What causes it and how to manage it

If you feel nauseous after eating, the good news is that there are ways to answer them, no matter the cause. These six tips can help manage discomfort after meals.
1. Limit or avoid food related to nausea
Certain foods are more likely to cause nausea than others, depending on the time of day and how sensitive your digestive system is. Examples include:
- Foods rich in fat, fat or fried can be difficult to digest and can cause nausea, especially if you eat a lot, according to Dr. Nahar. “Eating heavy meals loaded with carbohydrates at night can contribute to nausea due to slowed down digestion during sleep, especially in people subject to acid reflux,” she said.
- “Spicy foods, caffeine and acidic foods such as citrus fruits and tomatoes can trigger acid reflux, causing post-meal nausea,” she adds.
- Dairy products can also cause nausea and bloating, especially if you are lactose intolerant, explains Nahar.
- Artificial sweeteners and processed foods can irritate your digestive system, says Nahar.
- Having coffee on an empty stomach or eating foods rich in sugar can also cause nausea for some people, adds charoen.
- For people suffering from gastropares, a diet rich in fiber – in particular raw vegetables – can be problematic, because the stomach has difficulty emptying properly, causing slower digestion and increased discomfort, says Charoen.
2 Do not lie down after eating
Avoid lying down just after eating and try to do a light activity, like a short walk instead. This can help you better digest food, especially around dinner, explains Nahar.
3. Try managing stress
“With somatic symptoms, it is always important to consider the possibility of a psychological cause,” explains Sean Hershey, LCSW, a chronic therapist based in New York. “Stress, emotional factors or even the neuronal routes learned could cause a symptom like nausea.”
To manage nausea related to stress or anxiety, it helps to approach the underlying cause. Charoen recommends regular exercise and relaxation techniques such as yoga, deep breathing or meditation to help manage stress or anxiety, which can in turn reduce the symptoms of nausea. “If the symptoms persist, consider consulting a therapist of cognitive behavioral therapy (TCC), which can be very effective in managing stress and its impact on digestion,” she said.

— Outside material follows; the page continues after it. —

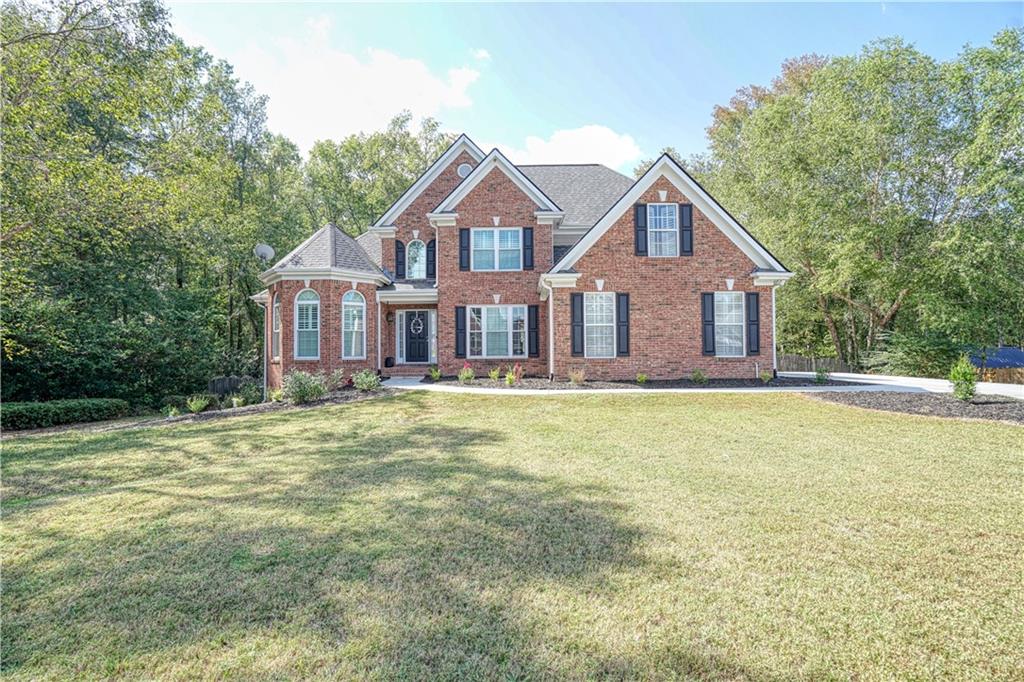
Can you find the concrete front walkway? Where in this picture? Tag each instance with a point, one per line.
(930, 385)
(413, 383)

4. Try plant teas to calm your stomach
Many plants based on plants can help relieve nausea, explains Charoen. She suggests ginger, peppermint or chamomile tea, which can help soothe your digestive system and help your stomach move things. Heady or peppermint tea in particular can help reduce digestive discomfort linked to stress, adds Charoen.
5. Consider over -the -counter medication
Over -the -counter drugs (OTC) can help manage occasional nausea, known as Charoen. “Pepto-Bismol [bismuth subsalicylate] can relieve discomfort and nausea of the upper stomach, while tums [calcium carbonate] is useful for [symptoms] caused by acid reflux, “she says.” If nausea are associated with bloating and gas, GAZ [simethicone] can bring relief. “”
6. See a doctor
The point to take away
- Nausea after eating can have a number of causes ranging from light to bass, such as eating too much or too quickly, stress, anxiety, certain drugs, acid reflux, gastropares, gallstones, stomach ulcers or food intolerances.
- Strategies like limiting fatty or rich food in the evening and avoiding going to bed for a few hours after meals can prevent nausea after eating.
- Although over -the -counter drugs can offer relief for occasional nausea, it is important to speak to your doctor if you have persistent or severe nausea, or if it is accompanied by other symptoms such as unexplained weight loss or persistent vomiting.